July 28, 2011|By ALLAN POWELL

Within a short period of time one can notice the word “plutocracy” being used by pundits to describe the direction in which our society is going. We are surely aware of the power of the wealthy because they can afford to hire lawyers, lobbyists and possibly “buy” legislators with campaign contributions. But can it be said that the wealthy “rule” as the term requires? In order to get an informed opinion on this question, I took another look at what economic historian Kevin Phillips has written in “Wealth and Democracy: A Political History of the American Rich,” published in 2002.

Phillips is cautious about the easy use of “plutocracy” but uses many charts and graphs to call attention to the huge, periodic accumulations of wealth in our history.

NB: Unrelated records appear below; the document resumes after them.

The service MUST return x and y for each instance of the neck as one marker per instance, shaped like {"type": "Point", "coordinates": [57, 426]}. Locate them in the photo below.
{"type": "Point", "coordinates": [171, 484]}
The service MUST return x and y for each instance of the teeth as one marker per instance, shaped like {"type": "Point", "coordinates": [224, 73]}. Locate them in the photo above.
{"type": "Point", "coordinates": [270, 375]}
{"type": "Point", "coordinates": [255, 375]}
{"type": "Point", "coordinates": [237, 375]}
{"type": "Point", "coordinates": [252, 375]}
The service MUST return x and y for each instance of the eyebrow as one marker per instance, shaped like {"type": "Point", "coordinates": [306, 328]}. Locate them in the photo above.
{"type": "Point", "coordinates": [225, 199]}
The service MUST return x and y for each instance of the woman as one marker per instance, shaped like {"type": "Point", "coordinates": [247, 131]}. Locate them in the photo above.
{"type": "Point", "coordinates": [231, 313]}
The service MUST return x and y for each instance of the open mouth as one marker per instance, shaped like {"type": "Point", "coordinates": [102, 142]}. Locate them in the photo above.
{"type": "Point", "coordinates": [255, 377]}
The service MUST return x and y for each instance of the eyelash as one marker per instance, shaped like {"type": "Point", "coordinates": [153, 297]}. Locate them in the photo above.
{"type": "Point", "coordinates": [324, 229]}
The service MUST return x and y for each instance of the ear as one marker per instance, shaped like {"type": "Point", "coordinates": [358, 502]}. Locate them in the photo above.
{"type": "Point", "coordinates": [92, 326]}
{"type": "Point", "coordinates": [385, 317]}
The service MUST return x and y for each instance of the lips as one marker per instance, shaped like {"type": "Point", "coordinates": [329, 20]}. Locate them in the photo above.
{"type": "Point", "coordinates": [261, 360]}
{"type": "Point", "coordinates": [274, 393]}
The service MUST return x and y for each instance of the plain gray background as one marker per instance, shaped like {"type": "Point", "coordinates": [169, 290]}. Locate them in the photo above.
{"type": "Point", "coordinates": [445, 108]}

He also calls attention to the patterns of economic shifts in Great Britain, Holland and Hapsburg Spain in which “a small elite in finance, investments and international commerce” accumulated huge fortunes that qualified them to be called plutocrats. This suggests that, since we have had a similar pattern, we might also qualify for such a name.

Surprisingly, one of the early presidents (after Andrew Jackson) to become alarmed at the future prospect of a plutocracy was Abraham Lincoln. In a letter, written on Nov. 21, 1864, Lincoln expressed his fears. “I see in the near future a crisis approaching that unnerves me and causes me to tremble for the safety of my country. As a result of the war, corporations have been enthroned and an era of corruption in high places will follow, and the money power of the country will endeavor to prolong the reign by working upon the prejudices of the people until all wealth is aggregated in a few hands and the Republic is destroyed …” Lincoln was a truly prescient leader.

Historian Phillips credits three presidents (Theodore Roosevelt, Woodrow Wilson, and Franklin Roosevelt) with the knowledge and power to turn the country away from an uncontrollable concentration of wealth. In a speech in 1936, Roosevelt said, “I should like to have it said of my first administration that in it, the forces of selfishness and lust for power have met their match. I should like to have it said of my second administration that in it these forces have met their master.”

The post New Deal era had to then consider if plutocracy was in the making. An interesting report provided by Phillips gives a good clue to the affirmative.

A list of the top 30 family and individual fortunes in America for 1999 — only eight years before the “Great Recession” — reveals a remarkable concentration of wealth. Leading is Bill Gates of Microsoft ($ 85 billion) with the Hearst family ($7 billion) being the last in rank.

Phillips had the Koch family with a holding of “only” $8 billion — and a ranking of “only” 22nd.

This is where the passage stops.